Overseas visitor arrivals were a record 345,700 in December, the highest recorded for any month and up 1 per cent from the previous high in December 2009.
Despite the increase in arrivals, the estimated average number of visitors per day fell from 192,500 in December 2009 to 188,300 in December 2010, Statistics New Zealand (SNZ) said today.
That was because more visitors stayed one week or less and fewer stayed two weeks or more.
Visitor numbers from Australia in December were 4500 up from a year earlier, while arrivals from China were up 2500, but that was largely a recovery from a fall in December 2009.
Numbers from Britain were down 3600 in December from a year earlier, and visitors from the United States fell 2200.
A fall in cruise passengers affected visitor numbers from the US, with 800 fewer arriving and 1300 fewer departing on cruise ships compared with December 2009, SNZ said.

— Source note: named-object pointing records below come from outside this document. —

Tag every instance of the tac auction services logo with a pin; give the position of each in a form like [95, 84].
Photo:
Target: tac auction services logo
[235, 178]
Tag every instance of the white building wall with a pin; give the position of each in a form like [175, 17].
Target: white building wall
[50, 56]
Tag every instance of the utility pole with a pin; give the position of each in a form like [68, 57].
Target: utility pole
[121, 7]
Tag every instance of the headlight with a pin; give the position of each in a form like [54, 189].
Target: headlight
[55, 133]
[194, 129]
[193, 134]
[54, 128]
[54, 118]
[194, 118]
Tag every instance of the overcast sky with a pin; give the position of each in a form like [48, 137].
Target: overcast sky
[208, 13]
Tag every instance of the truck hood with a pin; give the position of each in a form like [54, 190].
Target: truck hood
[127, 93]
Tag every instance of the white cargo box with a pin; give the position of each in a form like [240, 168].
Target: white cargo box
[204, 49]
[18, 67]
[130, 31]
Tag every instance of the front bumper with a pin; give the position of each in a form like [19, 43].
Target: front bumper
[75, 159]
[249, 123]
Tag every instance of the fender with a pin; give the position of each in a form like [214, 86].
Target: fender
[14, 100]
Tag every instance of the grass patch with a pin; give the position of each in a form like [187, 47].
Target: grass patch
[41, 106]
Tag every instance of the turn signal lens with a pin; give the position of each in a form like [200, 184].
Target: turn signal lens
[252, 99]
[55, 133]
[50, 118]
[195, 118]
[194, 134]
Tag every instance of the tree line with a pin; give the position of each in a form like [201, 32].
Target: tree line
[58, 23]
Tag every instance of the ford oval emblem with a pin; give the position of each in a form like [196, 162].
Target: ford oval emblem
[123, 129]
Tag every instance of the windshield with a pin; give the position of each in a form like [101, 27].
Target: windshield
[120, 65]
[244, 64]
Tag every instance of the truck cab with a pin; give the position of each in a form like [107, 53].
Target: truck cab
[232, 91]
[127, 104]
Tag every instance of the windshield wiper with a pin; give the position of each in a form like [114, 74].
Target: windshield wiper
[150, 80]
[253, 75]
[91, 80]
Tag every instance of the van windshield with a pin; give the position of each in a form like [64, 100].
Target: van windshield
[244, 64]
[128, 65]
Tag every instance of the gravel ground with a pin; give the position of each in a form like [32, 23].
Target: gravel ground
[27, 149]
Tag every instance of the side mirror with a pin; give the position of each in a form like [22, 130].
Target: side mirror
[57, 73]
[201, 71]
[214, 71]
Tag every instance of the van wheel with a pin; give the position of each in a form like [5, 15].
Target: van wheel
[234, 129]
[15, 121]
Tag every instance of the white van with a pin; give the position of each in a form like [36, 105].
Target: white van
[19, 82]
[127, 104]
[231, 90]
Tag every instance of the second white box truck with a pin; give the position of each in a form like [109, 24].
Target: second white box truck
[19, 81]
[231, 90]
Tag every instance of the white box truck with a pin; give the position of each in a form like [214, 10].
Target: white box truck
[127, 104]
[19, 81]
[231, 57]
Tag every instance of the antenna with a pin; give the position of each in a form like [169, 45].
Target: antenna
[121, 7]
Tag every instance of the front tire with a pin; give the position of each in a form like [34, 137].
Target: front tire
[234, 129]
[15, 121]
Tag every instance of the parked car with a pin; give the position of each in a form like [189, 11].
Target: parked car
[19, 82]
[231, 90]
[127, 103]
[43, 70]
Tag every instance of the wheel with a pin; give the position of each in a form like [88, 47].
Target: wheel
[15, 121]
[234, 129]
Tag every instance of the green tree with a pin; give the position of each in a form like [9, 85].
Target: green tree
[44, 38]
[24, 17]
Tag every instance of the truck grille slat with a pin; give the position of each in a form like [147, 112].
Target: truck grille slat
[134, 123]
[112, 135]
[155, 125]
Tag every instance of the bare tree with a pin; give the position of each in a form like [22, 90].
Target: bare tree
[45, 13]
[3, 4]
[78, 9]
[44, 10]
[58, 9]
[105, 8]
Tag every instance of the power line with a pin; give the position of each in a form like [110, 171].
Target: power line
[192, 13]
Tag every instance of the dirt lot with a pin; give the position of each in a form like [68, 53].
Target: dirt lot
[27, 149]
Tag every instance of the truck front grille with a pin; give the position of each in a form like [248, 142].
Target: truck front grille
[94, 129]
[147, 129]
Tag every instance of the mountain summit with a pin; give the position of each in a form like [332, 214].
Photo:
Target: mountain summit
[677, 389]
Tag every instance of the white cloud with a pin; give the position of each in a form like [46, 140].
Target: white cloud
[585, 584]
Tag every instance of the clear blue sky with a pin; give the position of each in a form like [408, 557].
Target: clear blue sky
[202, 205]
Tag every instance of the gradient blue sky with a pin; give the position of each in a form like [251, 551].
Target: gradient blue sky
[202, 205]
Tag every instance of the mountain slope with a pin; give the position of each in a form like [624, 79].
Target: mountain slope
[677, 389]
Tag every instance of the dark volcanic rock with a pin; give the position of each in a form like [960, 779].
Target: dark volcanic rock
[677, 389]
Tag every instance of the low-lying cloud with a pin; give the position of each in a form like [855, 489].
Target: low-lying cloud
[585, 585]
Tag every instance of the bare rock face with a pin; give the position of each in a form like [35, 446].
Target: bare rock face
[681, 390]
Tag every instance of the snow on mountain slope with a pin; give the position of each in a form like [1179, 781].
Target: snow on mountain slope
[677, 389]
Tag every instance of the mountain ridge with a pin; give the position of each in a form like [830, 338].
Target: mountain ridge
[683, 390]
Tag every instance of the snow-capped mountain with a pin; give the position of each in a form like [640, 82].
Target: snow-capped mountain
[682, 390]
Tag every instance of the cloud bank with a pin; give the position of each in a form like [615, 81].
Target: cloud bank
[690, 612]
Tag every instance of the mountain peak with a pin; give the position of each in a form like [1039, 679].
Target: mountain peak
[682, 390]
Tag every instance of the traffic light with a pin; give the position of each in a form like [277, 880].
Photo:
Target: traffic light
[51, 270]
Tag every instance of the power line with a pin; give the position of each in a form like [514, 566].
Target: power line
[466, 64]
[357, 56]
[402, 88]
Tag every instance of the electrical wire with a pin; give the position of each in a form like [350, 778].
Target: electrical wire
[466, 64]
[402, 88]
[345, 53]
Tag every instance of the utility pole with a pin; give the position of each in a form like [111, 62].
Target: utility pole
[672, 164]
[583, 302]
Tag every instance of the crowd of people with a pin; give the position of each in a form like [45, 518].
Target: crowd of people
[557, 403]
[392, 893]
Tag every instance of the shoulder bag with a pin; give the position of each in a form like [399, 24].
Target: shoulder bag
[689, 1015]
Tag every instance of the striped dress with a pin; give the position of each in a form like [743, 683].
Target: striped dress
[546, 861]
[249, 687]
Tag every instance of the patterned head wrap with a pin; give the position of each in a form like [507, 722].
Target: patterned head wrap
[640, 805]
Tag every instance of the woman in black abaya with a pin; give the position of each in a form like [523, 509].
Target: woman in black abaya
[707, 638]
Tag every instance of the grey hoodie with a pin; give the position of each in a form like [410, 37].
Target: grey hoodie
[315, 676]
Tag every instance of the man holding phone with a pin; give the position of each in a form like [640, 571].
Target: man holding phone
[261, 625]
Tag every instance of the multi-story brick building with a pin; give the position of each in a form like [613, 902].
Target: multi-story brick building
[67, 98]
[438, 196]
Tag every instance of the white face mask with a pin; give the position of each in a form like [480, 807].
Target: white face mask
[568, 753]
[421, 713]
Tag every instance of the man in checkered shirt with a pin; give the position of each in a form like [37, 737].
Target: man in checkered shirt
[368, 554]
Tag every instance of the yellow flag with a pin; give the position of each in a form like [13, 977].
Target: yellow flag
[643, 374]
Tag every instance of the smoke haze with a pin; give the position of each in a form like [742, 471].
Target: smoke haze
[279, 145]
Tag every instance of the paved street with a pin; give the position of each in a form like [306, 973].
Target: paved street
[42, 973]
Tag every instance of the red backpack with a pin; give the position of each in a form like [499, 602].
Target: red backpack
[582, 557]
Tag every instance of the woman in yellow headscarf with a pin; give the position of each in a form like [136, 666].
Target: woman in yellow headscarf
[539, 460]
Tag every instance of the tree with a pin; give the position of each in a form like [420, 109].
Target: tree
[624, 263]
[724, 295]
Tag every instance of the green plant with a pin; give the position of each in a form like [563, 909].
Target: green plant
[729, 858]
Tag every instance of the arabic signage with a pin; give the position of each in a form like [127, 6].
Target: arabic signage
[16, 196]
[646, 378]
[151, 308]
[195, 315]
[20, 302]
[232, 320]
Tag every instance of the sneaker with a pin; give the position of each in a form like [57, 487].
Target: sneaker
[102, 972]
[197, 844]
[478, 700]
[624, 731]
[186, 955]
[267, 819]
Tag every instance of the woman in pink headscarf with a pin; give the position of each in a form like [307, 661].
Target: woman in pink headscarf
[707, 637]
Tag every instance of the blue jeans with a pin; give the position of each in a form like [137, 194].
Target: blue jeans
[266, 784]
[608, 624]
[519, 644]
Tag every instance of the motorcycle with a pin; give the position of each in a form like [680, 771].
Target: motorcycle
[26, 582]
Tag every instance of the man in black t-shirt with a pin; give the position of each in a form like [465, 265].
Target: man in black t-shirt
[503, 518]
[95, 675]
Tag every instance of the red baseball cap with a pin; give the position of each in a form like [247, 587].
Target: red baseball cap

The 2.53 million visitor arrivals for the whole of 2010 were 3 percent higher than in 2009 and 41 per cent up from a decade earlier when the number was 1.79 million.
New Zealand residents left on 206,000 short-term overseas trips in December, 12 per cent up from a year earlier and the highest for any December month on record.
For the year, short term departures were up 6 percent to 2.03m, with overseas trips by New Zealand residents having risen 58 per cent over the last decade, from 1.28m in 2000.